New partners join industrial initiative to electrify EU crackers

Article by Adam Duckett

REPSOL and Versalis have joined the Cracker of the Future consortium, which is working to develop technology to electrify the steam cracking process.

The consortium was launched in 2019 and includes firms responsible for around one third of the EU’s steam cracking capacity, including BP and TotalEnergies. The consortium has been evaluating technologies that could use electricity to replace the fossil fuels currently used to heat crackers. The group says it will soon select a preferred electricity-based heating technology for demonstration next year. It expects commercial deployment could come as soon as 2026.
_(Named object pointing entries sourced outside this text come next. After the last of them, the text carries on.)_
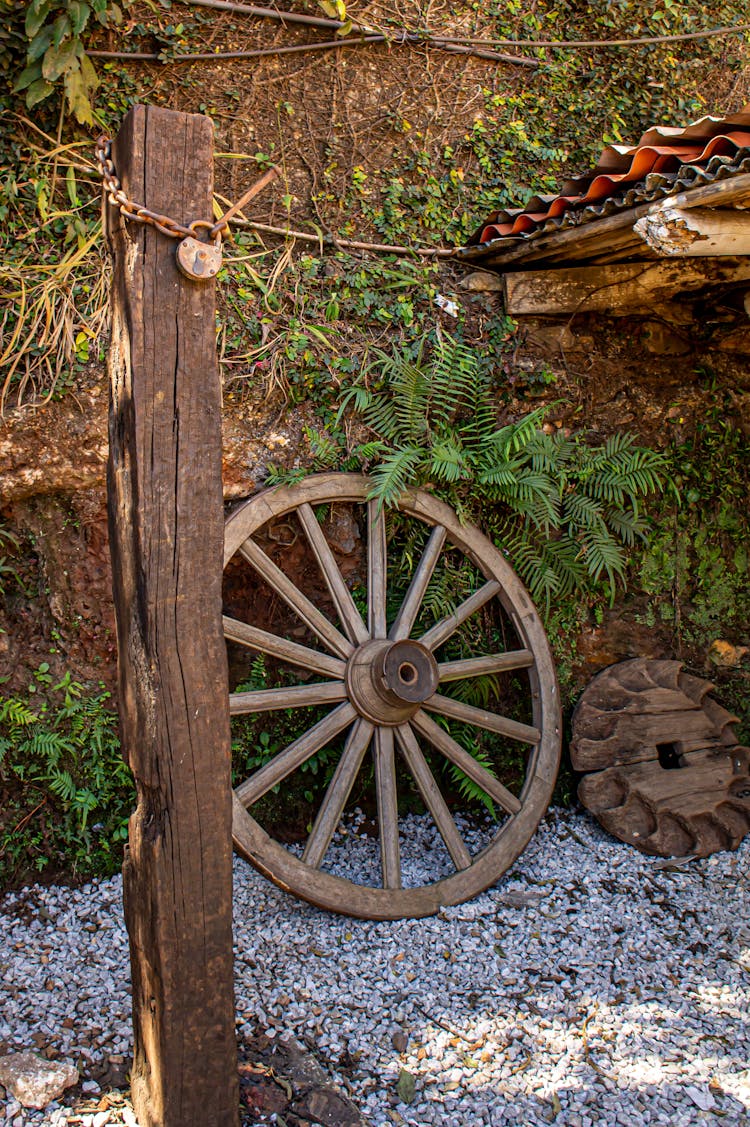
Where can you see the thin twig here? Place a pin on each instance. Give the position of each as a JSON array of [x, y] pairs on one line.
[[425, 34], [327, 45], [381, 247], [204, 55]]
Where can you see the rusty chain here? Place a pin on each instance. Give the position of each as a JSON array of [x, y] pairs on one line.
[[140, 213]]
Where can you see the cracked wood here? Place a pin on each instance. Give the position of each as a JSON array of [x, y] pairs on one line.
[[166, 537]]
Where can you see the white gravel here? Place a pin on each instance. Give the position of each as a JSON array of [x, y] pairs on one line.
[[592, 985]]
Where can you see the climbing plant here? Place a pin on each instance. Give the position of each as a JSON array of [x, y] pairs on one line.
[[564, 508]]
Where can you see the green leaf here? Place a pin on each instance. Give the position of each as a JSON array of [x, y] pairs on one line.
[[61, 29], [35, 16], [59, 60], [40, 44], [27, 77], [88, 73], [406, 1086], [72, 195], [38, 91], [79, 12], [77, 92]]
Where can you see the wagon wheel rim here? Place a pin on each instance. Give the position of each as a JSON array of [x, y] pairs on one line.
[[380, 688]]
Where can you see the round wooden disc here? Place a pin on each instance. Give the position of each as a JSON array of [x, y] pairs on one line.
[[663, 770], [474, 873]]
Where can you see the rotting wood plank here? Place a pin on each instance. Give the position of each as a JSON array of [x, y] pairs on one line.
[[619, 289], [696, 232], [166, 537], [596, 237]]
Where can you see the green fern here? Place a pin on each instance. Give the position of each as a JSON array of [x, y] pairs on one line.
[[564, 509]]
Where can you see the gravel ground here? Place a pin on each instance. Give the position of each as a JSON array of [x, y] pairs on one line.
[[591, 985]]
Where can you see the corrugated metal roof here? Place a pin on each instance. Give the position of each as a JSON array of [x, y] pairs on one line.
[[665, 160]]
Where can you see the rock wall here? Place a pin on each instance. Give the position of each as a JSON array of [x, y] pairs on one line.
[[602, 374]]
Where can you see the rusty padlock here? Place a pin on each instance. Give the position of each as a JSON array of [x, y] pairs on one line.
[[199, 260]]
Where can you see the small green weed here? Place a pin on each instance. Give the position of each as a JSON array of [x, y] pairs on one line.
[[67, 793]]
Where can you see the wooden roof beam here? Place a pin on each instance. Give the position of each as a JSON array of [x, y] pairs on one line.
[[696, 232], [598, 237], [618, 290]]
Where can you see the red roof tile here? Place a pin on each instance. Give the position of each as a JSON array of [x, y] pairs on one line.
[[663, 149]]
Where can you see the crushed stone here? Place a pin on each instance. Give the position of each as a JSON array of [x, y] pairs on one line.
[[592, 985]]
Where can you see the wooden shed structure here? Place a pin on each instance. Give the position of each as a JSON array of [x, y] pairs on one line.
[[653, 227]]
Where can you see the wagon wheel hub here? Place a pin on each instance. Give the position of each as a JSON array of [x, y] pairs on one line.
[[388, 681]]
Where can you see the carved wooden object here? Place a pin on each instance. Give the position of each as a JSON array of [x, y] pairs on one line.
[[667, 774], [380, 688], [166, 532]]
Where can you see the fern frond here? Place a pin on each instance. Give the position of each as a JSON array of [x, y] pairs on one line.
[[394, 475], [447, 461]]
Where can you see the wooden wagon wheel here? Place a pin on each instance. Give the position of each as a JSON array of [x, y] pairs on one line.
[[381, 688]]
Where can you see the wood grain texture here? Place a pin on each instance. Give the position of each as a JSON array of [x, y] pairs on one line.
[[165, 484], [620, 289], [664, 771]]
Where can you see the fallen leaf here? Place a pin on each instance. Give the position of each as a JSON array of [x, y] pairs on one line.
[[406, 1086]]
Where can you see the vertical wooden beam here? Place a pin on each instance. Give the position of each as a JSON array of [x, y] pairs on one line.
[[166, 535]]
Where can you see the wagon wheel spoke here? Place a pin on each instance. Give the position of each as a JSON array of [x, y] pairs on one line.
[[296, 754], [477, 666], [338, 791], [385, 765], [267, 700], [309, 613], [432, 798], [377, 571], [289, 651], [347, 612], [409, 608], [442, 630], [479, 717], [458, 755]]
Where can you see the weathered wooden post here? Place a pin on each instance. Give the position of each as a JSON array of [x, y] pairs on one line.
[[166, 535]]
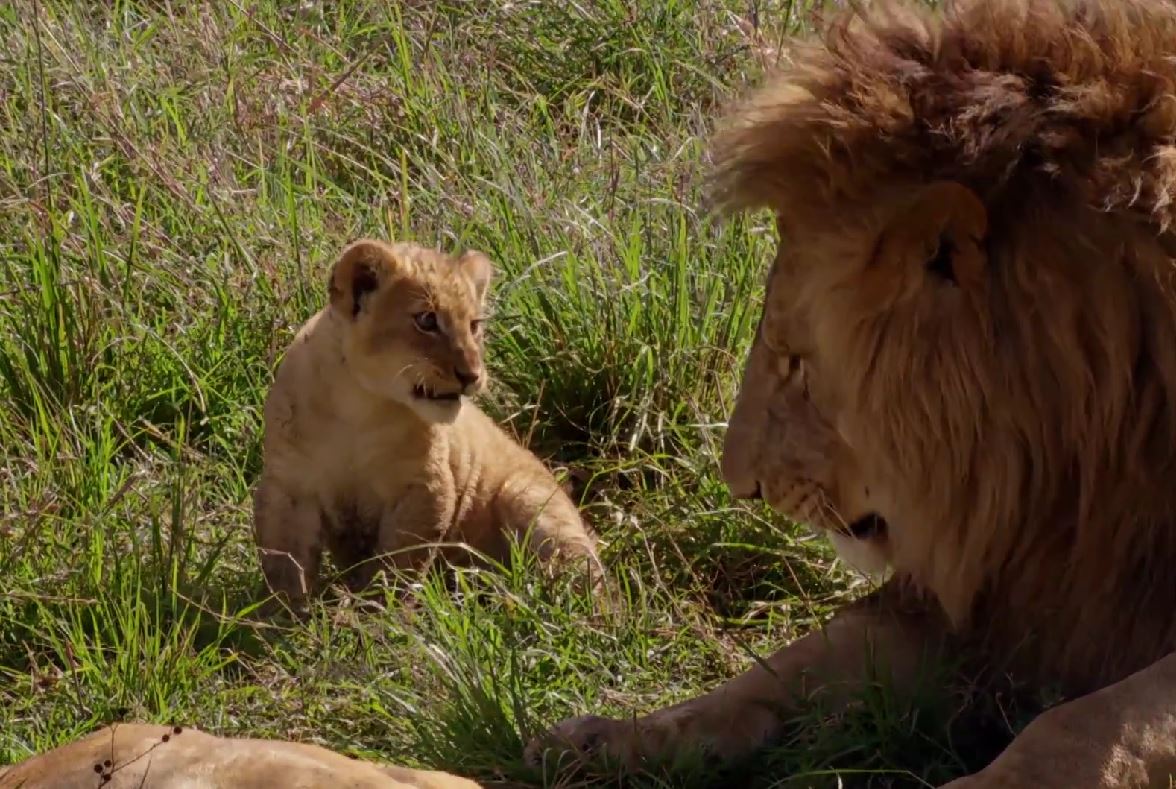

Steam crackers convert naphtha or natural gas liquids into chemical building blocks including ethylene, propylene, and aromatics. The process uses a significant amount of energy and is conducted in fossil-fuelled furnaces at about 850oC. EU crackers emit around 30m t/y of CO2, equivalent to around 25% of all chemical industry emissions in the bloc, the consortium says. Electric cracking, using renewable power would help significantly reduce emissions.

A key second challenge is that the feedstock used in crackers to produce chemicals is primarily from fossil feedstocks, including naphtha, LPG and ethane. Using bio-naphtha and pyrolysis oil from waste plastics would help industry develop a circular economy and replace virgin fossil feedstocks.